Willie Nelson & Merle Haggard: Django and Jimmie

Music Reviews Willie Nelson
Willie Nelson & Merle Haggard: Django and Jimmie

Merle Haggard and Willie Nelson weathered storms—survived politics, broken hearts and rules with equal aplomb. At 78 and 82, like the best old bluesmen, they just chug on, grinding out songs and crisscrossing the highway making music.

Veracity makes Django and Jimmie a marvel, mixing novelty, pathos and classics. What emerges is a core sample of what made these men—known for country classics from “Crazy,” “Bloody Mary Morning,” “Night Life” (Nelson) to “Mama Tried,” “Okie From Muskogee” and “Think I’ll Just Stay Here and Drink” (Haggard)—endure for half a century.

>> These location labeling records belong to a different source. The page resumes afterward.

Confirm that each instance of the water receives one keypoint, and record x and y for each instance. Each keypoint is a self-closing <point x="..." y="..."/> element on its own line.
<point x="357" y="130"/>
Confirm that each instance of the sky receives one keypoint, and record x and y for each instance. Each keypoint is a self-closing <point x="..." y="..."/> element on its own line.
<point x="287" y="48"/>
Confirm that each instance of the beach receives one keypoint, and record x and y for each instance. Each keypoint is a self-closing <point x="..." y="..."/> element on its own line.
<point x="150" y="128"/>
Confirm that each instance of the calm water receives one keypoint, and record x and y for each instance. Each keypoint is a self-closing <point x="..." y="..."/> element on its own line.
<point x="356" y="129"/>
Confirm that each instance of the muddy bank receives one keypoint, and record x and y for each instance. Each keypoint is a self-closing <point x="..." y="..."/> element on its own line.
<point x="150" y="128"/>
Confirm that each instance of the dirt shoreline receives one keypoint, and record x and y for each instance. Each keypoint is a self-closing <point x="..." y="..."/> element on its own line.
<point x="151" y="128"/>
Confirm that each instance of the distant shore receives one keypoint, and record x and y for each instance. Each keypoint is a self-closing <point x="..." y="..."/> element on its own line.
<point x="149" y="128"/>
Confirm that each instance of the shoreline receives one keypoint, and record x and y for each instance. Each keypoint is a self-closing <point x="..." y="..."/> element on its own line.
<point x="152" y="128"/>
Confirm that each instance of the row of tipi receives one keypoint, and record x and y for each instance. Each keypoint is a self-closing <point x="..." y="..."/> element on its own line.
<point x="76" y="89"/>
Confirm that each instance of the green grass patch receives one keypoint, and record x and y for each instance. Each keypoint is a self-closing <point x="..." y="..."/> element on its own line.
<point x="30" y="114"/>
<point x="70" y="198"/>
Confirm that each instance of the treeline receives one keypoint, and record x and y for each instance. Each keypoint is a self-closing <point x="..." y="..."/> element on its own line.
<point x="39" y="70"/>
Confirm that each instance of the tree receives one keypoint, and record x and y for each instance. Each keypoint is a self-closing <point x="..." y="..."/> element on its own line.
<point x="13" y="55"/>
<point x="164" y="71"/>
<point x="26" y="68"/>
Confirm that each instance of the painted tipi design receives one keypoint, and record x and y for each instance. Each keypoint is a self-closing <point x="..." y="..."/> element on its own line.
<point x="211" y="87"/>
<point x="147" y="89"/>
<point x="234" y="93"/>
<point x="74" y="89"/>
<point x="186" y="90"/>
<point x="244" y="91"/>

Beyond reprising Nelson’s “Family Bible” and Haggard’s “Swinging Doors,” they find a new depth to Bob Dylan’s “Don’t Think Twice (It’s Alright).”

Still, it’s the mariachi-horned “It’s All Goin’ To Pot,” as clever a “smoke ’em if you got ’em” midtempo track as was ever written, that started Django and Jimmie’s buzz. Social commentary meets marijuana endorsement, the song sees Haggard and Nelson savoring the truth wrapped in a joke.

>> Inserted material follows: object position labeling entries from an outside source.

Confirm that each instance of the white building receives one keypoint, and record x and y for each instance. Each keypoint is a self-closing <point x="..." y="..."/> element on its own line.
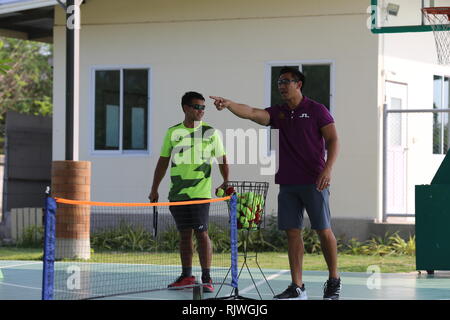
<point x="234" y="49"/>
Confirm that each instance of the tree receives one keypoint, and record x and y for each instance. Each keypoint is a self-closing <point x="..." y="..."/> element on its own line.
<point x="26" y="77"/>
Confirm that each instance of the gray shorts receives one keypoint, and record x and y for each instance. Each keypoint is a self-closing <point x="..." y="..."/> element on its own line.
<point x="294" y="199"/>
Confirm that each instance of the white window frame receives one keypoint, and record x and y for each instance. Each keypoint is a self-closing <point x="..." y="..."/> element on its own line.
<point x="299" y="63"/>
<point x="120" y="152"/>
<point x="443" y="76"/>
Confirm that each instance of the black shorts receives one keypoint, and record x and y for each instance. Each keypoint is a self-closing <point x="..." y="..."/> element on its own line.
<point x="193" y="216"/>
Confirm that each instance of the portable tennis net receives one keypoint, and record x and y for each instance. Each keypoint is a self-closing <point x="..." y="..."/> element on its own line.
<point x="96" y="250"/>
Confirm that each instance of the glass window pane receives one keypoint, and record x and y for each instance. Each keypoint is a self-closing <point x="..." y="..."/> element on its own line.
<point x="395" y="125"/>
<point x="107" y="113"/>
<point x="317" y="83"/>
<point x="135" y="105"/>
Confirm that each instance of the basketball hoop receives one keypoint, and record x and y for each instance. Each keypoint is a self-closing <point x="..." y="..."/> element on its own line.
<point x="439" y="19"/>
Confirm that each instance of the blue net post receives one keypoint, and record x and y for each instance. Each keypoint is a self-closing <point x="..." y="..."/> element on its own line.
<point x="234" y="243"/>
<point x="49" y="248"/>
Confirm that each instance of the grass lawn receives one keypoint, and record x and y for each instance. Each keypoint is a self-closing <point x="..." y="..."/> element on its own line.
<point x="269" y="260"/>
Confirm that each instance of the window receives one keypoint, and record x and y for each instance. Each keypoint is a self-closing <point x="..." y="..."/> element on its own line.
<point x="121" y="110"/>
<point x="317" y="82"/>
<point x="441" y="124"/>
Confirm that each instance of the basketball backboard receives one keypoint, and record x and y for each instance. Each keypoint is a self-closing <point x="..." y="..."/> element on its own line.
<point x="396" y="16"/>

On the Hawaiian-feeling hippie/groupie homage “Alice in Hulaland,” they deliver a sweet, loopy waltz. The train beat of “Missing Ol’ Johnny Cash,” with its cameo by Bobby Bare, catalogues crazy details in the Man in Black’s life from roasting hot dogs in a limo to keeping his pills in a paper bag, while marveling “lovin’ life was his greatest sin.”

If the chugging “It’s Only Money” is an easy-come, easy-go reveler, suggesting Nelson’s “Whiskey River,” Haggard’s back-in-the-pocket delivery drops it into the zone between Austin and Bakersfield. Full of rolling barrelhouse piano and Dixieland horn punctuations, it’s a funky feel-good kind of country.

But it’s the luxurious classic ballads where the elegance and eloquence reign. “Unfair Weather Friend” and “Where Dreams Come To Die” are bookends for life’s struggles, the comfort of the one who shows up and the reality that some things will not happen. Slathered in steel, stately guitar parts and the exhaled vocals that are signature for both, it makes the case for a genre being outmoded.

Perhaps “The Only Man Wilder Than Me,” though, is the signature. If the title track celebrates their influences, “Wilder” seems an encapsulation of the two legends, who determinedly made their own kind of music regardless of fashion. As Mickey Raphael’s harmonica warms up the track, Nelson etches this truth: “If he ever really cared, he’d apologize/Indifference has kept his mind free/He knows yesterday’s dead and tomorrow is blind/He’s the only man wilder than me.”

To imagine as wild or as free is hardly worth the effort. Just hearing them make the music they want is plenty.